Sowohl bei der aktuellen Hit-Maschine als auch bei ChatGPT haben wir einen solchen Grad an Pump für die Arbeit anderer Leute erreicht, dass sie sich nicht einmal mehr die Mühe machen, Empathie vorzutäuschen. Die Zukunft kommt und OpenAI würde töten, um der Architekt der Zukunft zu sein. Die leise Musik, die uns erklingt, rät uns, auf den Zug aufzusteigen, bevor er zu schnell fährt. Um sich ein paar Dollar zu schnappen, bevor Ihre Archive und Ihr Geldbeutel aufgefressen werden. Um große Ausrutscher zu bekämpfen, aber auch zu akzeptieren, dass dieser Goldrausch unbändig ist.

Die Beschwerde von New York Times und von News Corp unterzeichnete Verträge, PoliticoAxel Springer, Associated Press, Dotdash Meredith und Reddit sind unter Hunderten anderen zwei Antagonismen, die die Geschichte des Ausreißers erzählen.

Heute genügen ein paar Sprachfetzen, tausende bereits aufgenommene Refrains und die gesamte Dissertation eines tapferen Harvard-Doktoranden, damit das höllische Monster wie eine Waschmaschine zittert, bevor es ein „Werk“ ausspuckt, das Bernard spüren lässt, wie ihm hinter ihm Flügel wachsen sein Bildschirm. Wie ein Cocktailglashersteller, der davon überzeugt ist, dass er die Welt des Spritz revolutionieren kann, indem er ihn kostenlos in die Sektfässer aller Winzer auf dem Planeten pumpt.

„Ich habe das Gefühl, dass ich mit dir alles sein kann.“

Joaquin Phoenix spricht im Film Scarlett Johansson Ihr.

Aber vielleicht gibt es etwas Traurigeres. Denn es geht auch darum, uns den geringsten Aufwand zu ersparen, uns von Know-how zu befreien, das sonst als umständlich gilt. Und so zu tun, als wären wir jetzt alle ohne Unterschied in der Lage, jede Aufgabe zu erfüllen. Um zu erkennen, dass der Plan mies ist, muss man sich nur Daft Punk auf einer Baustelle oder Roger Federer in Drouant vorstellen, der den Goncourt-Preis entgegennimmt.

Dies ist die Expertenebene des Robotermanagements, die darin besteht, den trägen Glauben zu wecken, dass unsere Fähigkeiten beliebig austauschbar sind. Künstliche Intelligenz, wie eine erweiterte Version der Fantasie der kollektiven Intelligenz, mit Hilfe einer neuen Maschine. Und dass dies alles horizontal, wohlwollend, nützlich und demokratisch wäre.

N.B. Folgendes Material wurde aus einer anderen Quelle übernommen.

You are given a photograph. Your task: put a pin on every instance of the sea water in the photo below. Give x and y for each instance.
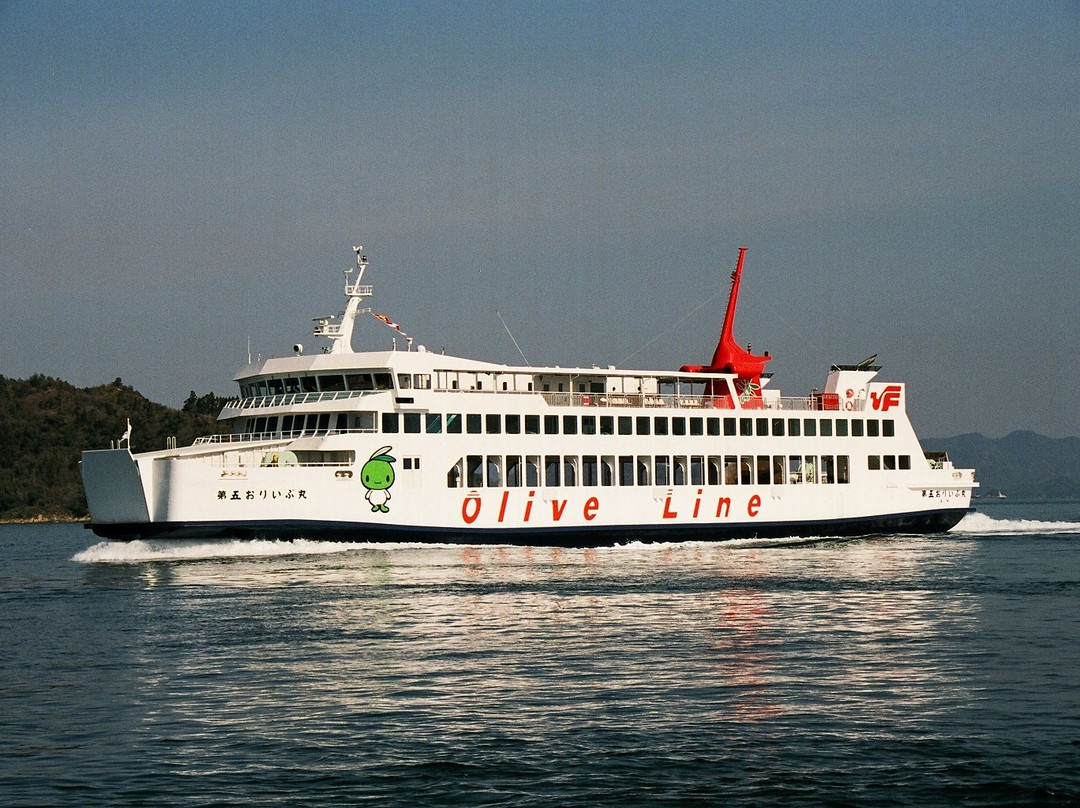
(892, 671)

Es gibt jedoch nichts Vertikaleres, als Fähigkeiten zerschlagen zu wollen. Apple hat dies kürzlich gegen seinen Willen erkannt und sich nach seiner lächerlichen Werbung für das neue iPad eine allgemeine Tracht Prügel eingehandelt.

Wenn künstliche Intelligenz zweifellos Leben retten, das tägliche Leben verbessern, Abläufe vereinfachen, Interaktionen stören, einige beschissene Jobs in die Luft jagen, die Ozonschicht reparieren und, wer weiß, sogar den israelisch-palästinensischen Konflikt lösen wird, müssen Tech-Vampire immer etwas davon aussaugen unser Blut, um zu überleben. Allein aus diesem Grund liegen die Architekten der Zukunft, denen es nicht an Mut, Visionen und Talent mangelt, falsch, wenn sie denken, dass Arroganz ein Vorteil sei.

„Wir stellen uns eine Zukunft vor, in der jeder Musik machen kann“, versichert uns der CEO von Suno. Es ist eine Lüge. Wir wissen, wir haben es einfach versucht: Wir haben nur einen eher mittelmäßigen zufälligen Refrain generiert, der aus Tausenden vorhandener Melodien besteht. „Generieren“ könnte durchaus das Verb unserer Zeit sein.

Weil Sam Altman das Gleiche tun wollte, indem er wie ein Kind mit dem Fuß tippte, um Scarlett Johanssons Stimme zu „besitzen“.